Today's Washington Post confirms what CREW reported yesterday. The Bush administration's claim that the Office of Administration is not subject to FOIA requests is, in fact, contradicted by the Bush administration's own White House website. Like our blog post, the Washington Post includes a screen capture of the website :
The Bush administration argued in court papers this week that the White House Office of Administration is not subject to the Freedom of Information Act as part of its effort to fend off a civil lawsuit seeking the release of internal documents about a large number of e-mails missing from White House servers.

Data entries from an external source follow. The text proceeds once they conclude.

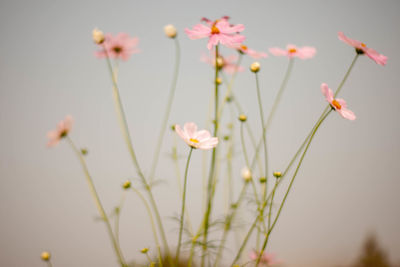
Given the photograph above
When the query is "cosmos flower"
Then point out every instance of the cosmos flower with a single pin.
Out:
(62, 131)
(196, 139)
(338, 104)
(227, 64)
(291, 51)
(267, 259)
(361, 48)
(219, 31)
(120, 46)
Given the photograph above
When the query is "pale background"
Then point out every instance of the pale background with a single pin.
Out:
(347, 188)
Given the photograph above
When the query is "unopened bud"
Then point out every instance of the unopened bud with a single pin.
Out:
(98, 36)
(45, 256)
(126, 184)
(246, 174)
(170, 31)
(255, 67)
(242, 117)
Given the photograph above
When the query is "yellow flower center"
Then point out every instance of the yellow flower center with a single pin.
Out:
(336, 104)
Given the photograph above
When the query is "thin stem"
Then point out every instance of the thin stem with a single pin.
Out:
(290, 186)
(153, 227)
(280, 92)
(96, 199)
(125, 132)
(167, 111)
(211, 182)
(183, 206)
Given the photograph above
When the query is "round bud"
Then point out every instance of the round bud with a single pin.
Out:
(242, 117)
(170, 31)
(255, 67)
(45, 256)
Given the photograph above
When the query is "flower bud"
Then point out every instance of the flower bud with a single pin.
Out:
(170, 31)
(242, 117)
(45, 256)
(246, 174)
(98, 36)
(255, 67)
(126, 184)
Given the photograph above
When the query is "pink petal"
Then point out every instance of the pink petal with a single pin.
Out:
(276, 51)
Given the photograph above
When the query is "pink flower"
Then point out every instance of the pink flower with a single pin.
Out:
(267, 259)
(196, 139)
(227, 64)
(291, 51)
(254, 54)
(62, 131)
(338, 104)
(361, 48)
(219, 31)
(121, 46)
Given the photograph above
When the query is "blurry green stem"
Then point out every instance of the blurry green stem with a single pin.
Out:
(99, 206)
(167, 111)
(183, 206)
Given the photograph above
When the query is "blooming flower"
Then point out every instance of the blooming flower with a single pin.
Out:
(62, 131)
(196, 139)
(338, 104)
(227, 64)
(267, 259)
(361, 48)
(254, 54)
(291, 51)
(219, 31)
(120, 46)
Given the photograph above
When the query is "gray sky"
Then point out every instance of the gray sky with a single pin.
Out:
(347, 187)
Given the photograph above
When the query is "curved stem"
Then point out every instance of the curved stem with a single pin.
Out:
(290, 186)
(167, 111)
(96, 199)
(183, 206)
(211, 178)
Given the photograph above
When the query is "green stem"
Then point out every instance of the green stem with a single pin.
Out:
(211, 182)
(99, 206)
(290, 186)
(127, 138)
(183, 206)
(167, 111)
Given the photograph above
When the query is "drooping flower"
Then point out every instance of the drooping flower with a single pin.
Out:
(120, 46)
(338, 104)
(62, 131)
(362, 48)
(243, 49)
(267, 259)
(219, 31)
(227, 64)
(196, 139)
(291, 51)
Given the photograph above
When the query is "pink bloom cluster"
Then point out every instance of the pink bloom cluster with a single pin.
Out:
(291, 51)
(227, 64)
(196, 139)
(63, 128)
(219, 31)
(338, 104)
(361, 48)
(120, 46)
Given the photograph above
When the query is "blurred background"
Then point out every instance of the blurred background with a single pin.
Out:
(346, 193)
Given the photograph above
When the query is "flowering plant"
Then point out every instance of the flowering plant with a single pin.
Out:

The claim, made in a motion filed Tuesday by the Justice Department, is at odds with a depiction of the office on the White House's own Web site. As of yesterday, the site listed the Office of Administration as one of six presidential entities subject to the open-records law, which is commonly known by its abbreviation, FOIA.

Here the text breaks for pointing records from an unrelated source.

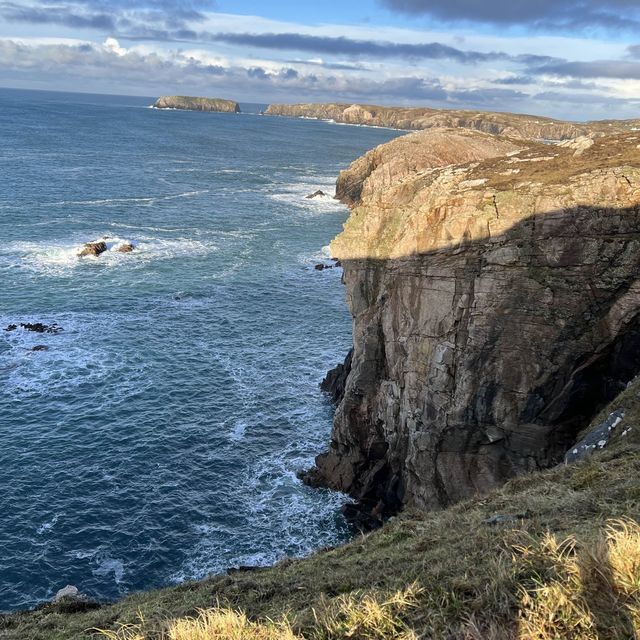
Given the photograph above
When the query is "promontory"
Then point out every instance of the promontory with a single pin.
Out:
(493, 284)
(190, 103)
(417, 118)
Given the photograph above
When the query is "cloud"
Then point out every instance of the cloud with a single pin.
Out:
(60, 15)
(156, 26)
(112, 15)
(554, 14)
(348, 46)
(620, 69)
(633, 51)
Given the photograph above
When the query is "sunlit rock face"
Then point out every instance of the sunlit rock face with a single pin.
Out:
(495, 293)
(418, 118)
(191, 103)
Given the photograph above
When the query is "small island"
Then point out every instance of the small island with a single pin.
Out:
(191, 103)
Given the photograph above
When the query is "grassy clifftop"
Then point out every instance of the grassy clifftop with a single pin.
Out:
(190, 103)
(553, 554)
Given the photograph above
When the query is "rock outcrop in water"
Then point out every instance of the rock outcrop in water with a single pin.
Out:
(495, 291)
(93, 249)
(191, 103)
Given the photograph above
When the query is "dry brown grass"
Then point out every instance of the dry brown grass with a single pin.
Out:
(569, 569)
(357, 617)
(588, 593)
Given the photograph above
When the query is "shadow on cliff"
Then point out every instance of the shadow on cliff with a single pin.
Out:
(477, 361)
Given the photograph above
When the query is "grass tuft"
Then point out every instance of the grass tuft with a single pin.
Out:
(587, 593)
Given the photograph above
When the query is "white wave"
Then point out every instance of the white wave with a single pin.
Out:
(138, 200)
(296, 193)
(54, 258)
(74, 357)
(47, 526)
(305, 519)
(109, 565)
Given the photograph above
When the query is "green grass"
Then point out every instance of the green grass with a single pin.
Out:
(465, 578)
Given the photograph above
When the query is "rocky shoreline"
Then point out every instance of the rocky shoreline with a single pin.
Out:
(419, 118)
(191, 103)
(496, 306)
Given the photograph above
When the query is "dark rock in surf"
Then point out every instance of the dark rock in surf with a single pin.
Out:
(93, 249)
(36, 327)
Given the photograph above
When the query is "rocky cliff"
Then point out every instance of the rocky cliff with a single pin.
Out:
(495, 293)
(511, 124)
(190, 103)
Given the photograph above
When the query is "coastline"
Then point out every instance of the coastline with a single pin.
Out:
(523, 503)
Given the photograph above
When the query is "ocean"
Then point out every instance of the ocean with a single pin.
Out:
(156, 436)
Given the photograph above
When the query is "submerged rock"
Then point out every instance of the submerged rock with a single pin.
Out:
(93, 249)
(36, 327)
(495, 298)
(69, 599)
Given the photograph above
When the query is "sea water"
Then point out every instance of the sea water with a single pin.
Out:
(157, 436)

Citizens for Responsibility and Ethics in Washington, a nonprofit group, filed a lawsuit in May seeking Office of Administration records about the missing e-mails, including when they were deleted from government computer files. CREW said it understood that internal White House documents had estimated at least 5 million e-mails were missing from March 2003 to October 2005.
The Bush administration has not provided a number publicly. Some of the records may have been subject to a document preservation law administered by the National Archives and Records Administration. Congress has sought access to them as part of its probe into the administration's firing of nine U.S. federal prosecutors in 2006.
Melanie Sloan, CREW's executive director, said that "one has to wonder if this is an effort by the White House to keep secret the details of how millions of White House e-mail suddenly went missing. The OA's disingenuous claim that it is not subject to the FOIA is contradicted by its own actions and statements."
White House spokesman Scott Stanzel declined to comment yesterday.